Now, here is the claim that we want to make:

Claim. $D$ is the disc of convergence of $\sum a_nz^n$.
Note that the above claim says precisely two things:

1. $\sum a_nz^n$ converges for every $z \in D$.
2. If we take any larger disc $D' \supsetneq D$, then there exists $z \in D'$ such that $\sum a_nz^n$ diverges.

Proof. The proof of 1. follows from the Theorem.
Let us focus on 2.

Let $D'$ be any (strictly) larger disc and let us assume that the power series converges on it.
Then, the function $$g(z) = \sum a_nz^n$$ is well-defined on $D'$. Moreover, it is continuous on $D'$. (A standard fact about power series.)

Also, we know that $f$ and $g$ agree on $D$. Moreover, $i \in D'$.
(In particular, $g(i)$ is defined and is a (finite) complex number.)

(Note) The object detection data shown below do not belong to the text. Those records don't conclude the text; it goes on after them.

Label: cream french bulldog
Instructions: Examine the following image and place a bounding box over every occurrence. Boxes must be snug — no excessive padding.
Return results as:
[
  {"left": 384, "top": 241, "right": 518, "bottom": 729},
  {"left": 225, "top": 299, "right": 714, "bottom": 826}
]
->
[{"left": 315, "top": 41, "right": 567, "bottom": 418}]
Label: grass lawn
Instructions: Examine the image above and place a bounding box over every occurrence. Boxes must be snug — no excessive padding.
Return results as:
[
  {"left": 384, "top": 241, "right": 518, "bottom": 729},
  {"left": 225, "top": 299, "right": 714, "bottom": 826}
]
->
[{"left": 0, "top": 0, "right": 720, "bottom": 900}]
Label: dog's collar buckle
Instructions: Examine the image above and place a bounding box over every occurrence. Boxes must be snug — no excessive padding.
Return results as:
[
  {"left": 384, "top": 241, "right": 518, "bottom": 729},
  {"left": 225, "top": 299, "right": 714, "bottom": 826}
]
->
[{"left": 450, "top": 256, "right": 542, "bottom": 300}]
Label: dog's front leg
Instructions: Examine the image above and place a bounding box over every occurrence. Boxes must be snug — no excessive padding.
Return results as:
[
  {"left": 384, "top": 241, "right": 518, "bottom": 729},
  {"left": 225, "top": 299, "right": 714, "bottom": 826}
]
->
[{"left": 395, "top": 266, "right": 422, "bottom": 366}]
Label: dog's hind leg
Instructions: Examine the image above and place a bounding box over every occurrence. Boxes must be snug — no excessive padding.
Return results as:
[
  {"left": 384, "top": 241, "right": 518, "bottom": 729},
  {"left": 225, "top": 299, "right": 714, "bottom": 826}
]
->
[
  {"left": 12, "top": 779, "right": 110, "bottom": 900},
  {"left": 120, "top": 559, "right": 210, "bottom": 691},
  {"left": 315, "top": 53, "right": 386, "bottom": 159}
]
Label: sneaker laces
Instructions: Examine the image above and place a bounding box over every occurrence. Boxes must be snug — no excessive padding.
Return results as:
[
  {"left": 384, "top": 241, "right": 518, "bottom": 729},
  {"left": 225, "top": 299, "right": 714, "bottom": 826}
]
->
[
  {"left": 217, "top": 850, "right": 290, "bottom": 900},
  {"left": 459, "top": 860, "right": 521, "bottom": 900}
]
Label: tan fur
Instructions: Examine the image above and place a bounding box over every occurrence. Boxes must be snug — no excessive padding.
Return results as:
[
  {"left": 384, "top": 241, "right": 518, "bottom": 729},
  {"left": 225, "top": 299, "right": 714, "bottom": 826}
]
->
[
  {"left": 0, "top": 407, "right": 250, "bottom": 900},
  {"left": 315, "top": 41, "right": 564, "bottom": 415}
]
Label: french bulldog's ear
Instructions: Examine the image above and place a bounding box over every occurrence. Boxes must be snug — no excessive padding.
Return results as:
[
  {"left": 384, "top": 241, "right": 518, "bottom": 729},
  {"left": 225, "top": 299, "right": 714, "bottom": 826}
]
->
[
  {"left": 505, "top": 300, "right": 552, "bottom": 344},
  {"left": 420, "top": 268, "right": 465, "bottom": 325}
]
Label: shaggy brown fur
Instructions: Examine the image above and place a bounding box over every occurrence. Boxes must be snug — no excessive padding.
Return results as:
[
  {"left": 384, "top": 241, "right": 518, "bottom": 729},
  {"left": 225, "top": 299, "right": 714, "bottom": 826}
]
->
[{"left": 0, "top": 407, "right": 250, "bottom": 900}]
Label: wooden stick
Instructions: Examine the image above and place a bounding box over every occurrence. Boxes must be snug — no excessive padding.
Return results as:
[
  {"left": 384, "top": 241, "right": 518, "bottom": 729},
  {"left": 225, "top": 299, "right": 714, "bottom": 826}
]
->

Now, let us take any sequence $(z_n)$ in $D$ such that $z_n \to i$. Since $f$ and $g$ agree on $D$, we get that $$f(z_n) = g(z_n)$$ for all $n \in \Bbb N$. However, since $f$ and $g$ are continuous, we see that $$|f(z_n)| \to \infty; \quad |g(z_n)| \to |g(i)| < \infty,$$ a contradiction! (The fact that $|f(z_n)| \to \infty$ follows from the function definition of $f$.)